Electronic tongues = sensor arrays + AI
Traditional electronic tongues proposed in the 1990’ are to some extent bioinspired. Non-specific receptors in the tongue are replaced with chemical sensors, and the generated signal is analyzed not by the brain but by a machine learning algorithm. After training the algorithm with a sufficient number of samples (a few dozen to a few hundred), an unknown sample can be tested and assigned to some group (e.g., healthy or cancer patients) through classification or attributed with a certain value through multivariate regression.
Electronic tongues have truly amazing capabilities, that we explore in our systems:
- they can elucidate information that cannot be easily obtained with a single sensor, like taste of foodproducts or presence of contamination
- account for very complex and variable background, as in fermentation broths or reduce the impact of interfering species
Simple systems: paper-based devices, low-cost setups
In our analitycal systems we take advantage of non-convential materials, such as paper, making use of their properties -wicking without use of pumps, ability to serve as reservoir for solutions, to pre-concentrate the desired analyte through repetitive soaking and drying or use of enhanced surface area.

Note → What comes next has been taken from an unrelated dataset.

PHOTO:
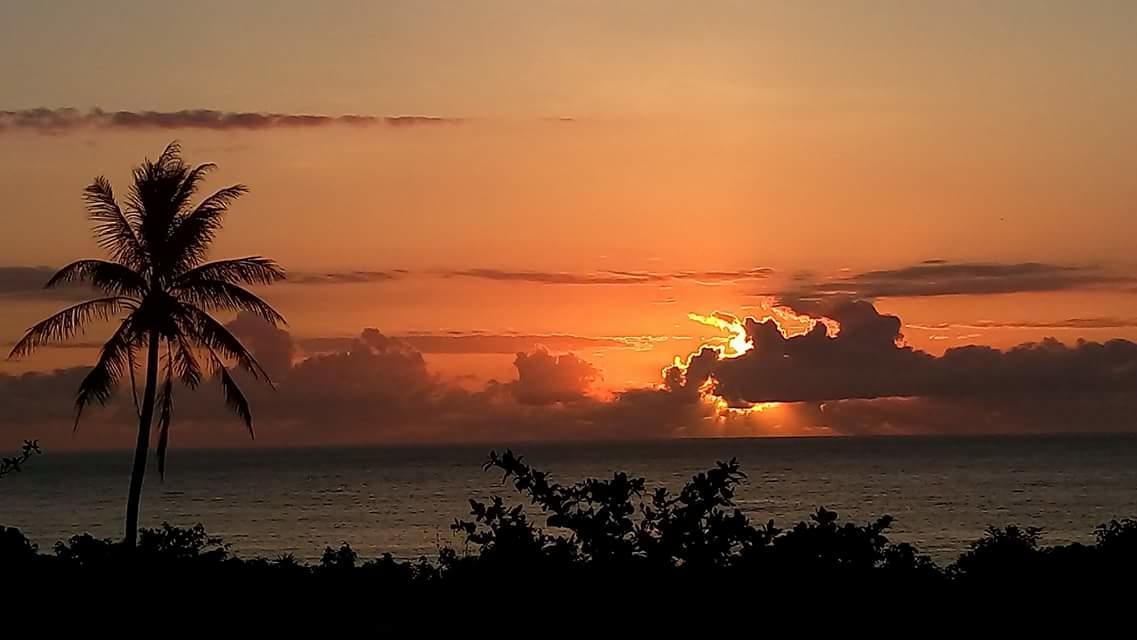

With fast fabrication and minimal cost it is easier to think outside the box and solve problems. Low-cost systems also permit to develop new ideas even if the resources are scarce, and allows them to spread more easily as more researchers and users are able to apply them.
In voltammetry, the registered current is the measure of charge passed through the electrode/electrolyte interface (Fig.B). Similarly, in ion-transfer voltammetry, the current represents charges passing between the aqueous and organic phases, but in this case, the charge does not come from electrons but ions traveling through or adsorbing at the interface (Fig.C). In contrast to potentiometric sensors (Fig. A) configuration of the setup allows for a voltage sweep to be applied, therefore signals from different species can be recorded during one measurement.
The technique is very powerful as it allow to electrochemically sense species that are not electroactive just charged, opening the possibility to sense species such as proteins directly, in a label-free manner.
We want to solve real life problems that is why we work with biologists and neurobiologists to make use of our systems. At the Institute of Physical Chemistry PAS we perform routine cell cultures with immortalized cell lines (HeLa and HepG2), in which we test our sensors. We also can lend a hand in data analysis having experience in Machine Learning models applied to data from behavioural studies and mass spectrometry.